Deteksi Pemalsuan Pangan hingga Lingkungan, BRIN Kembangkan Sensor Elektrokimia
- 21 Mei 2026 08:33 WIB
- Pusat Pemberitaan
Poin Utama
- Pengembangan sensor elektrokimia berbasis nanomaterial dinilai berpotensi besar dalam mendukung keamanan pangan, pemantauan lingkungan, hingga deteksi biomolekul lebih presisi.
- Peneliti Ahli Muda Pusat Riset Sistem Nanoteknologi BRIN, Budi Riza Putra, mengatakan, nanomaterial berperan strategis dalam meningkatkan sensitivitas dan kinerja sensor untuk berbagai kebutuhan deteksi modern.
- Meskipun perkembangan sensor berbasis nanomaterial menunjukkan hasil yang menjanjikan, masih terdapat sejumlah tantangan, seperti skalabilitas produksi, stabilitas material jangka panjang, serta integrasi sensor ke dalam perangkat portabel.
RRI.CO.ID, Jakarta - Pengembangan sensor elektrokimia berbasis nanomaterial dinilai berpotensi besar dalam mendukung keamanan pangan, pemantauan lingkungan, hingga deteksi biomolekul lebih presisi. Peneliti Ahli Muda Pusat Riset Sistem Nanoteknologi BRIN, Budi Riza Putra, mengatakan, nanomaterial berperan strategis dalam meningkatkan sensitivitas dan kinerja sensor untuk berbagai kebutuhan deteksi modern.
“Sensor elektrokimia merupakan perangkat analitik yang mampu mengubah informasi kimia, mulai dari konsentrasi senyawa tunggal hingga komposisi kompleks suatu sampel, menjadi sinyal yang dapat dianalisis secara kuantitatif,” jelas Budi, dalam webinar ORNAMAT #85, Selasa 19 Mei 2026. Teknologi ini semakin penting karena menawarkan berbagai keunggulan, seperti proses pengukuran yang cepat, sensitivitas tinggi, hingga tingkat nanogram per mililiter (ng/mL), selektivitas yang baik, serta biaya operasional yang relatif efisien.

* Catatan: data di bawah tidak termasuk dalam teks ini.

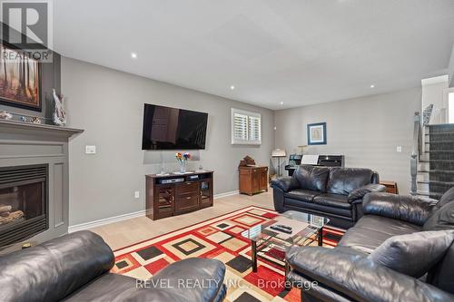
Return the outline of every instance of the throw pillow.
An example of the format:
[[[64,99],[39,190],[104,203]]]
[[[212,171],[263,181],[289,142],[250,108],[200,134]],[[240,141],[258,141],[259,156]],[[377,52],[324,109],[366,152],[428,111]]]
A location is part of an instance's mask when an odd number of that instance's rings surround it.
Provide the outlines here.
[[[453,230],[394,236],[386,239],[368,258],[392,270],[419,278],[443,258],[453,241]]]
[[[422,229],[454,229],[454,201],[448,202],[444,206],[437,209],[426,220],[426,222],[422,226]]]
[[[295,171],[294,177],[301,189],[325,192],[329,173],[330,170],[326,167],[301,165]]]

“Sensor elektrokimia menjadi salah satu teknologi kunci dalam berbagai bidang, mulai dari keamanan pangan, pemantauan lingkungan, hingga deteksi biomolekul. Tantangannya adalah meningkatkan sensitivitas dan stabilitas sensor agar mampu mendeteksi analit dalam jumlah sangat kecil dengan akurasi tinggi,” ujar Budi. Ia menjelaskan dalam sistem sensor elektrokimia, kinerja perangkat sangat bergantung pada interaksi antara analit dengan permukaan elektroda.

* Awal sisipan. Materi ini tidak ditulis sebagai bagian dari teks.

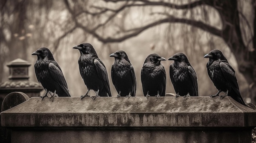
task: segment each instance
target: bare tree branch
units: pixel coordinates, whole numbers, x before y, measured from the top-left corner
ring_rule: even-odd
[[[104,0],[106,2],[119,2],[127,1],[127,0]],[[176,9],[191,9],[195,7],[204,4],[203,1],[198,0],[194,2],[190,2],[186,4],[175,4],[171,3],[166,2],[164,1],[160,2],[152,2],[147,0],[130,0],[134,2],[143,2],[143,4],[138,4],[137,6],[145,6],[145,5],[154,5],[154,6],[162,6],[169,7],[171,8]]]
[[[98,40],[103,43],[109,42],[115,42],[123,41],[125,40],[134,36],[138,35],[149,28],[155,26],[159,25],[164,23],[182,23],[186,24],[189,25],[193,26],[196,27],[206,31],[208,31],[213,35],[218,36],[221,36],[221,33],[222,31],[219,30],[213,26],[211,26],[208,24],[204,23],[200,21],[197,21],[193,20],[188,20],[186,19],[176,18],[174,17],[168,17],[166,18],[154,22],[147,25],[142,26],[139,28],[130,29],[127,31],[126,32],[129,32],[133,31],[134,32],[127,35],[125,35],[123,36],[119,37],[118,38],[112,38],[111,37],[107,37],[104,38],[95,32],[94,31],[89,29],[87,27],[84,26],[81,24],[76,23],[76,26],[92,34],[94,37],[96,37]]]
[[[60,44],[60,42],[61,42],[61,40],[62,40],[62,39],[63,39],[63,38],[65,38],[67,36],[67,35],[68,34],[72,33],[76,29],[76,27],[75,26],[74,26],[74,27],[73,27],[71,29],[70,29],[69,30],[65,32],[61,36],[59,37],[58,38],[58,39],[56,40],[54,44],[54,51],[57,50],[57,48],[58,48],[58,45],[59,45],[59,44]],[[53,51],[53,52],[54,52],[54,51]]]

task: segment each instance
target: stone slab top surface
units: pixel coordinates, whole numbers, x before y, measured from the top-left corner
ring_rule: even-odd
[[[229,97],[31,97],[1,113],[5,127],[256,126],[256,110]]]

Oleh karena itu, rekayasa permukaan elektroda menjadi langkah penting untuk meningkatkan kemampuan deteksi. Salah satu pendekatan utama yang dikembangkan adalah penggunaan nanomaterial konduktif sebagai material modifikasi permukaan.

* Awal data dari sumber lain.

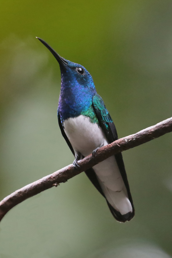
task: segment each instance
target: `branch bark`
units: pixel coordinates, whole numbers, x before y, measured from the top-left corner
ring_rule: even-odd
[[[91,154],[79,161],[78,163],[80,168],[78,170],[71,164],[17,190],[0,202],[0,221],[11,209],[28,198],[53,186],[57,186],[60,183],[66,182],[114,154],[136,147],[172,131],[171,117],[101,147],[98,150],[95,157],[93,157]]]

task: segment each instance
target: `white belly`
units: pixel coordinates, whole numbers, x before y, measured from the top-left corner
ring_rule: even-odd
[[[108,144],[98,125],[82,115],[64,123],[64,131],[75,152],[86,157],[96,148]],[[93,168],[107,199],[122,214],[132,211],[126,187],[114,156]]]
[[[85,157],[104,144],[105,138],[97,124],[81,115],[64,122],[64,131],[74,150]]]

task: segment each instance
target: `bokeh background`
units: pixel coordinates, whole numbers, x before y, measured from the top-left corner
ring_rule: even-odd
[[[0,198],[71,163],[58,128],[58,64],[92,75],[119,137],[171,116],[172,3],[1,0]],[[84,173],[0,223],[0,258],[172,257],[172,134],[123,153],[136,209],[114,220]]]

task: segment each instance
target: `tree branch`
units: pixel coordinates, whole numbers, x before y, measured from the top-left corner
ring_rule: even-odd
[[[114,154],[136,147],[171,131],[172,117],[101,147],[98,150],[95,157],[91,154],[78,161],[80,167],[78,171],[71,164],[17,190],[0,202],[0,221],[10,210],[28,198],[66,182]]]

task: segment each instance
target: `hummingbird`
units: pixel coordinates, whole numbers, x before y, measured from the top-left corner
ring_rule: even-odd
[[[75,157],[73,164],[118,138],[103,101],[85,68],[60,56],[45,41],[37,38],[58,62],[61,87],[57,110],[62,136]],[[105,198],[114,218],[130,221],[134,209],[122,154],[115,154],[87,169],[86,175]]]

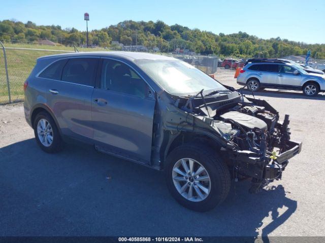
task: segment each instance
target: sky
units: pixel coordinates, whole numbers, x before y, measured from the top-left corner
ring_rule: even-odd
[[[325,1],[313,0],[11,0],[2,1],[0,20],[100,29],[127,20],[157,20],[171,25],[230,34],[240,31],[260,38],[280,37],[325,43]]]

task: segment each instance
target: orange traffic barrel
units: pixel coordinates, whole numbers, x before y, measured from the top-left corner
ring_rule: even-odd
[[[235,73],[235,76],[234,77],[234,78],[236,78],[239,75],[239,72],[240,72],[240,70],[242,70],[242,68],[241,67],[236,68],[236,72]]]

Budi memaparkan berbagai jenis nanomaterial yang berpotensi besar sebagai building blocks dalam pengembangan sensor, di antaranya grafena dan reduced graphene oxide (RGO), karbon nanotube, nanopartikel logam mulia seperti emas (Au) dan platinum (Pt), polimer konduktif, metal-organic framework (MOF), layered double hydroxides (LDH), hingga logam oksida. Material-material tersebut memiliki luas permukaan tinggi, konduktivitas unggul, serta kemampuan katalitik yang dapat mempercepat transfer elektron selama proses pengukuran.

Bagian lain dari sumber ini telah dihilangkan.